Vor dem Krieg führte man mich einmal durch jenen Zellentrakt in His Majesty’s Prison Barlinnie. Noch heute, Jahre später, muss ich nur die Augen schließen, um mich an jede trostlose Einzelheit und den genauen Grundriss zu erinnern. Fast so, als hätte mir jemand beides in die Lider eintätowiert.
Stellen Sie sich eine Ansammlung grauer Monolithen vor, die die Landschaft am Stadtrand von Glasgow verunstalten. Massive Klötze mit winzigen Gitterfenstern, die Dächer mit viktorianischen Schornsteinen verziert. Gebäude, wie sie ein Kind entwirft, wenn es wie besessen ein Haus nach dem anderen auf seinen Malblock kritzelt. Dieser ganze hässliche Steinhaufen wird von einer hohen grauen Mauer umgeben. Und jetzt konzentrieren Sie sich auf den Innenhof in der Mitte und das Gebäude, das jeder hier Trakt D nennt.
Im Inneren sieht es wie in den meisten Gefängnissen aus: ein hoher gewölbter Raum mit einander gegenüberliegenden Laufgängen, zwischen denen ein Abgrund klafft. Auf jeder Ebene an die Wände geklatschte Zellen. Metallplattformen als Brücken zwischen den Laufgängen. Stahltreppen, welche die einzelnen Ebenen miteinander verbinden.

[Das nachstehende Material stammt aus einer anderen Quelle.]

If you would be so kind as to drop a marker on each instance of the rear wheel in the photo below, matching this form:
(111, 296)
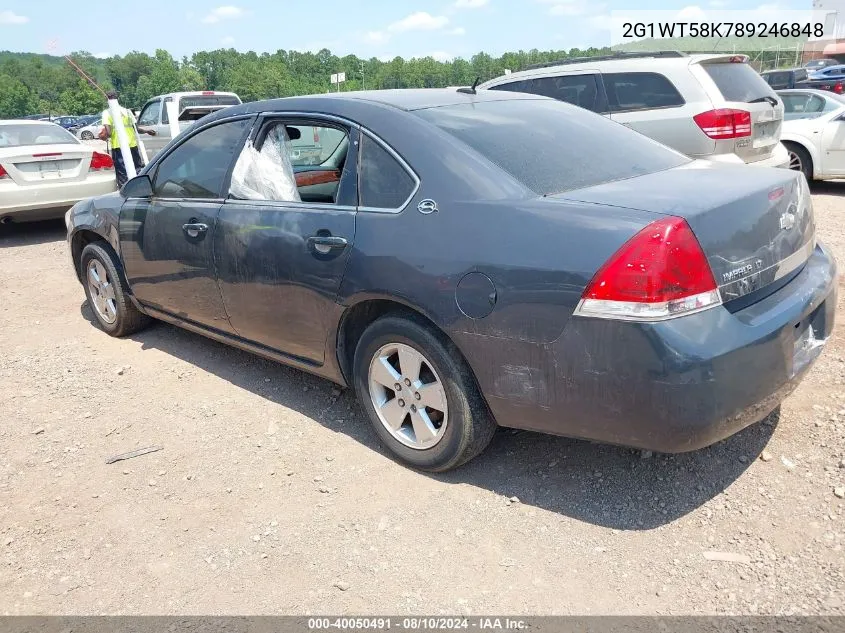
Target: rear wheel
(800, 160)
(420, 395)
(105, 289)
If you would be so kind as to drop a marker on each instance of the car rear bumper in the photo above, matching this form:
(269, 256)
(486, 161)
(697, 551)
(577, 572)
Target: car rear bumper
(51, 198)
(778, 158)
(681, 384)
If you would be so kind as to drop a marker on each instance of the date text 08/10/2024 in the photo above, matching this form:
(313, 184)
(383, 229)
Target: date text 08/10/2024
(415, 624)
(636, 30)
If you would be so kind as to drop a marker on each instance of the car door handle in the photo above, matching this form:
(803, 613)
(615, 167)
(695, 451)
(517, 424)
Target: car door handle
(329, 241)
(194, 228)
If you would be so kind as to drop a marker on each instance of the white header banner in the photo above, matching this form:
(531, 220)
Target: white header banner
(695, 28)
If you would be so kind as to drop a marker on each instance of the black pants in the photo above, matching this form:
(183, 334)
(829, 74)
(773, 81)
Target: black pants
(120, 168)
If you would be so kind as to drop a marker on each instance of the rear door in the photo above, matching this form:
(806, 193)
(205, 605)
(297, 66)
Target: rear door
(150, 118)
(583, 88)
(286, 232)
(167, 240)
(649, 103)
(833, 146)
(733, 84)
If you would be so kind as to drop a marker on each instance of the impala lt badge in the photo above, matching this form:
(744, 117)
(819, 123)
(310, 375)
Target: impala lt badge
(427, 206)
(787, 221)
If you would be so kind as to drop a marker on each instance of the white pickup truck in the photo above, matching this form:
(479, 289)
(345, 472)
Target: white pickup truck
(190, 106)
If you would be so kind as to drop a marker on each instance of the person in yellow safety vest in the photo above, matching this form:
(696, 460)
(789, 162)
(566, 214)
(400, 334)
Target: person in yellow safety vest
(130, 125)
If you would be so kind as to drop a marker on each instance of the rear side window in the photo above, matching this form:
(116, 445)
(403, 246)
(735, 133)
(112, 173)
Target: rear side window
(384, 183)
(197, 168)
(738, 82)
(552, 147)
(580, 90)
(627, 92)
(193, 101)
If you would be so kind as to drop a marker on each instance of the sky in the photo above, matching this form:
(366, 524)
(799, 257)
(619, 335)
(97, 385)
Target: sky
(444, 29)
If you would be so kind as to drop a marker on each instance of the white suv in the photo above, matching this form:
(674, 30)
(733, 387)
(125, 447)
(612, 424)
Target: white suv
(715, 107)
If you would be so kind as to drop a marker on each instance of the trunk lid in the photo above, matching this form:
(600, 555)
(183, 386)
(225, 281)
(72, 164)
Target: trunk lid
(755, 225)
(38, 164)
(742, 88)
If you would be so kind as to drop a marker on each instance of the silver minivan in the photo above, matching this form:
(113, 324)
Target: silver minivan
(190, 105)
(714, 107)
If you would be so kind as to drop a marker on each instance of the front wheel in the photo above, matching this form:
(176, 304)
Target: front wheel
(420, 395)
(800, 160)
(106, 291)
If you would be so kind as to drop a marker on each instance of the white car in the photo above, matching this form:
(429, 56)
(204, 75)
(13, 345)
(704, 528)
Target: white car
(90, 131)
(813, 132)
(45, 170)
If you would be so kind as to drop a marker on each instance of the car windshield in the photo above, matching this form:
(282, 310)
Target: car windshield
(738, 81)
(207, 100)
(551, 146)
(19, 135)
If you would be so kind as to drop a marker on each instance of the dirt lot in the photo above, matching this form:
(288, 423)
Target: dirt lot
(271, 494)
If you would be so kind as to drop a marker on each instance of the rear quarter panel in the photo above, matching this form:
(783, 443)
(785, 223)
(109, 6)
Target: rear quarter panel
(539, 255)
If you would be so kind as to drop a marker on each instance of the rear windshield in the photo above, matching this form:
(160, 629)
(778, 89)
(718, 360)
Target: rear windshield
(200, 100)
(738, 82)
(551, 146)
(12, 135)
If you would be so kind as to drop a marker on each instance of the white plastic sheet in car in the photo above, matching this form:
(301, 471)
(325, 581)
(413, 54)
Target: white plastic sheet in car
(266, 174)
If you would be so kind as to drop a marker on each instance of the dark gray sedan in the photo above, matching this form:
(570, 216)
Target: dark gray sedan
(472, 260)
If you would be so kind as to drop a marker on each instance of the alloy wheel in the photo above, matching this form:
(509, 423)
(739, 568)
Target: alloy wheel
(408, 396)
(102, 291)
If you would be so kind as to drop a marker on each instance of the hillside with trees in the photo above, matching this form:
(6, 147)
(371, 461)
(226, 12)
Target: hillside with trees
(31, 83)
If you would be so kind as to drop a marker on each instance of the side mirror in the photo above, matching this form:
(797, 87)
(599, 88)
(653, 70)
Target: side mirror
(138, 187)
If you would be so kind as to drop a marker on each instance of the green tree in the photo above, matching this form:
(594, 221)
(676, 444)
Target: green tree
(16, 100)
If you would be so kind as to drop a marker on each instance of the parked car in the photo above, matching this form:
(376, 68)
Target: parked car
(837, 86)
(643, 298)
(817, 64)
(88, 119)
(90, 131)
(44, 170)
(814, 133)
(829, 72)
(784, 78)
(67, 122)
(715, 107)
(190, 105)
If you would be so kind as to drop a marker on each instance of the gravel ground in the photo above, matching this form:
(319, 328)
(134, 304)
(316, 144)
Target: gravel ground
(271, 494)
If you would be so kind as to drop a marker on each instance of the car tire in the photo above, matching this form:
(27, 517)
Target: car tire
(800, 160)
(465, 426)
(105, 287)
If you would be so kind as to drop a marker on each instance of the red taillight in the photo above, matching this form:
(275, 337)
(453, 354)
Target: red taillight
(101, 161)
(724, 123)
(659, 273)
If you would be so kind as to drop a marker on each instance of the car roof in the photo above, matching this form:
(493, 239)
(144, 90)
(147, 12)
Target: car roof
(25, 122)
(194, 93)
(407, 99)
(825, 94)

Im dritten Stock jedoch gibt es diesen ganz besonderen kleinen Zellentrakt. Sein Insasse kann nirgendwo mehr hin. Er kann nur noch die kurze Brücke überqueren und auf der anderen Seite durch die schlichte Holztür treten. Machen Sie diesen Spaziergang, gehen Sie durch die Tür. Mit offenen Augen.
Hinter dieser Tür ist die Luft abgestanden, die weißen Wände scheinen auf einen zuzurücken. In der Raummitte befindet sich eine in den Boden eingelassene Falltür. Daneben steht ein Hebebaum, offenbar mit ihr verbunden. Unmittelbar darüber gähnen drei rechteckige Öffnungen in der Decke, sodass man den langen Tragebalken in der Kammer oberhalb erkennen kann. Durch die mittlere Öffnung baumelt ein Strick samt Schlinge vom Balken herunter. Auch die anderen beiden breiten Deckenschlitze sind einladend geöffnet, bestens gerüstet für Stoßzeiten, in denen man hier drei Todeskandidaten gleichzeitig hängen kann. Sie dürfen sich um den besten Platz auf der Falltür streiten.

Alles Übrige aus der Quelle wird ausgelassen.